Morning Call about KAPCO’s earning dipped by 41% (YoY) in 1QFY12 – Arif Habib Limited

Morning Call about KAPCO’s earning dipped by 41% (YoY) in 1QFY12 – Arif Habib Limited

Karachi: In 1QFY12, Kot Addu Power Company (KAPCO) posted a profit after tax of PKR 1,198mn (EPS: PKR 1.36) as compared to PKR 2,037mn (EPS: PKR 2.31) in 1QFY11, depicting a decline of 41% YoY.

According to Arif Habib Limited, this decline in earnings was mainly due to the 53% (YoY) jump in Fuel cost and 196% (YoY) higher plant maintenance & overhaul cost. The plant was forced to operate on Fuel oil as its gas turbines were shut down for the scheduled repair and maintenance. Three gas turbines went through major over hauling, while steam turbine went through minor inspection during the period. On the other hand other income supported the bottom line as it jumped by 16% (YoY) from PKR 1.94bn in 1QFY11 to PKR 2.24bn in 1QFY12. This jump in other income is due to higher penal interest earned on receivables.


Financial Highlights (PKR mn) 1QFY12 1QFY11  YoY
Net Sales 22,096 16,201 36%
Operating costs 19,633 12,894 52%
Gross Profit 2,463 3,307 -26%
General and Admin Expenses 90 140  -36%
EBIT 2,373 3,167 -25%
Financing Cost  2,788 2,015 38%
Other Income  2,239 1,939 16%
EBT 1,824 3,091 -41%
Taxation 627  1,054  -41%
Net Profit 1,198  2,037  -41%
EPS  1.36 2.31  -41%
Source: AHL Research


During 1QFY12, the plant operated at an average load factor of 45.1% as compared to 54% load factor in 1QFY11, whereas its availability remained at 96%. With fuel mix of 98.6% Low Sulphur Furnace Oil (LSFO) and 1.4% High Speed Diesel (HSD), the plant produced 1,340 Gwh of electricity during the period under review.

Rising Circular Debt

The growing gap between receivables and payables of the company has proved to be positive for the company as penal interest charged to WAPDA is higher than penal interest paid to PSO. By the end of 1QFY12 KAPCO’s receivables from WAPDA stood at PKR 75bn whereas payables to PSO stood were at PKR 34bn.

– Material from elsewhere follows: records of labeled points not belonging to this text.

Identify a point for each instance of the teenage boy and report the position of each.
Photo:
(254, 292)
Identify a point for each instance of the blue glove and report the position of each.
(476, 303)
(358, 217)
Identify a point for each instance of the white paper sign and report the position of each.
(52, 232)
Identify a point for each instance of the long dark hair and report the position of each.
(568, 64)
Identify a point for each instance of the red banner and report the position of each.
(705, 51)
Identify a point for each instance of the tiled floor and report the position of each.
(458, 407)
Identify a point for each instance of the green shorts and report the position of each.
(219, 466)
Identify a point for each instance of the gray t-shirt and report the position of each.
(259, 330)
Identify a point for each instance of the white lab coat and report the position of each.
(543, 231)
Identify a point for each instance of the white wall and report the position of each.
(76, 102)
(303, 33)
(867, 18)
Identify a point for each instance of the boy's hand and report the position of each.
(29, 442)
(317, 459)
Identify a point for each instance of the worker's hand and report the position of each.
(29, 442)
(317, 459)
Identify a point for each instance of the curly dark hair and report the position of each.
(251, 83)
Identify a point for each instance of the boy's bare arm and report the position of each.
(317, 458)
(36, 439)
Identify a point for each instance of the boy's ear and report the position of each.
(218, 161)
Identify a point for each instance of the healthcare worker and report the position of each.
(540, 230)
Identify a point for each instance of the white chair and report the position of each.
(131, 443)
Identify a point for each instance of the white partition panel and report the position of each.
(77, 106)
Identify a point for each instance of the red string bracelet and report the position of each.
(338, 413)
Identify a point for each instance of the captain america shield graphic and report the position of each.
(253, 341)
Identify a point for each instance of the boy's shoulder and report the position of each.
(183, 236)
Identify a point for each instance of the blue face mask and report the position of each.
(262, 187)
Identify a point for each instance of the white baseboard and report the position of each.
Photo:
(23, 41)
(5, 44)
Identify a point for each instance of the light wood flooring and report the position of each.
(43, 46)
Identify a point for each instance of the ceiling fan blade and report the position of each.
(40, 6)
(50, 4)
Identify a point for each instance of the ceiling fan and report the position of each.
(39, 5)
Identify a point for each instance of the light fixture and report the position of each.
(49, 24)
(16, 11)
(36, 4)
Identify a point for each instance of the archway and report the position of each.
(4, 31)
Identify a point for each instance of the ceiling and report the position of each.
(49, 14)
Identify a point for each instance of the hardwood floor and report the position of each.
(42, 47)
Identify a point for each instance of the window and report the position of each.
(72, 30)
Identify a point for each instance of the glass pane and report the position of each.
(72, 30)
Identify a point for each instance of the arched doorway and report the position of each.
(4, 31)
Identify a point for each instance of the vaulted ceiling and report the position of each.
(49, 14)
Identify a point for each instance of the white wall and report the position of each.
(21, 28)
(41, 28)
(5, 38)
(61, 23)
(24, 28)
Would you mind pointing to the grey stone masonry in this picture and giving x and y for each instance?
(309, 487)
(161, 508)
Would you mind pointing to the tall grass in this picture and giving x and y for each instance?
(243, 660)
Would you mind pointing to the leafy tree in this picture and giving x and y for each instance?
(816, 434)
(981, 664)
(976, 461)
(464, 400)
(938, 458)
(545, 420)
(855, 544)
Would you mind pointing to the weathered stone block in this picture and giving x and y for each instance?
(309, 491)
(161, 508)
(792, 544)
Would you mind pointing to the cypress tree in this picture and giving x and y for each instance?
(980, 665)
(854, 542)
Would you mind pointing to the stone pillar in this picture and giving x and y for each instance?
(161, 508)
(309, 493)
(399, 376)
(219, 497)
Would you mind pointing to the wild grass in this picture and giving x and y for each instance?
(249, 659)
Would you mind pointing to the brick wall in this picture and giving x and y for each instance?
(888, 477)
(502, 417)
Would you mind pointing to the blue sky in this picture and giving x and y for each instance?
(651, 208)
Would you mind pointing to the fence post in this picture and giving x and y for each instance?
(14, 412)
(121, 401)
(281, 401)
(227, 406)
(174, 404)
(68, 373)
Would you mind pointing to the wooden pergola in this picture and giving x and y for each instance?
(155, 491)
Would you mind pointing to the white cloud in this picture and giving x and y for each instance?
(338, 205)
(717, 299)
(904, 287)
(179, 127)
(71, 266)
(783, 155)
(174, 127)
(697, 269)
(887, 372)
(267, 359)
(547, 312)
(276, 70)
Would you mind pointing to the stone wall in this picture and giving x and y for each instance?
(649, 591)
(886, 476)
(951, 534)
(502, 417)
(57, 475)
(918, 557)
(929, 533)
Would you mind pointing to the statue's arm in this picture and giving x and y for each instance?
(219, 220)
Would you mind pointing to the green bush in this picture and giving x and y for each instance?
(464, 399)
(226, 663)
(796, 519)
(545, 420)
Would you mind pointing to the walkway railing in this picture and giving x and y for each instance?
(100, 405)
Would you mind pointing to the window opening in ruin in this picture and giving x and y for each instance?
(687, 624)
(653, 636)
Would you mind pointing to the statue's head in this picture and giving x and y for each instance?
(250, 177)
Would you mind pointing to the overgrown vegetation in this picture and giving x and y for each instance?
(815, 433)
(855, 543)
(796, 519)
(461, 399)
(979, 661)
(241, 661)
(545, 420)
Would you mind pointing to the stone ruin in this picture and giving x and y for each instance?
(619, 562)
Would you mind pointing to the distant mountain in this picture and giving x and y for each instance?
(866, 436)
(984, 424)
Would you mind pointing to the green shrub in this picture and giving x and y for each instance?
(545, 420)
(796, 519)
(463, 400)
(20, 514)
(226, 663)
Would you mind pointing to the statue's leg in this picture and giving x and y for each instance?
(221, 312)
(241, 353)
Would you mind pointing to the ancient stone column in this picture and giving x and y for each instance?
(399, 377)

With major overhauling of plant finishing in 2QFY12 and better gas availability in 2QFY12, Arif Habib Limited believes the maintenance cost will remain at lower side in 2QFY12. Arif Habib expects the company to earn a profit of PKR 1,479mn (EPS: PKR1.68) in 2QFY12 and will pay a dividend of PKR 2.5/ share.


Arif Habib’s Dividend Discount Model (DDM) based target price for Jun 2012 works out to be PKR 51.9 per share, which offers an upside potential of 25% from its last closing price of PKR 41.5/share. Beside attractive upside potential, the stock offers FY12F dividend yield of 17.1%, making it one of the best defensive play in the market. Thus Arif Habib recommends BUY.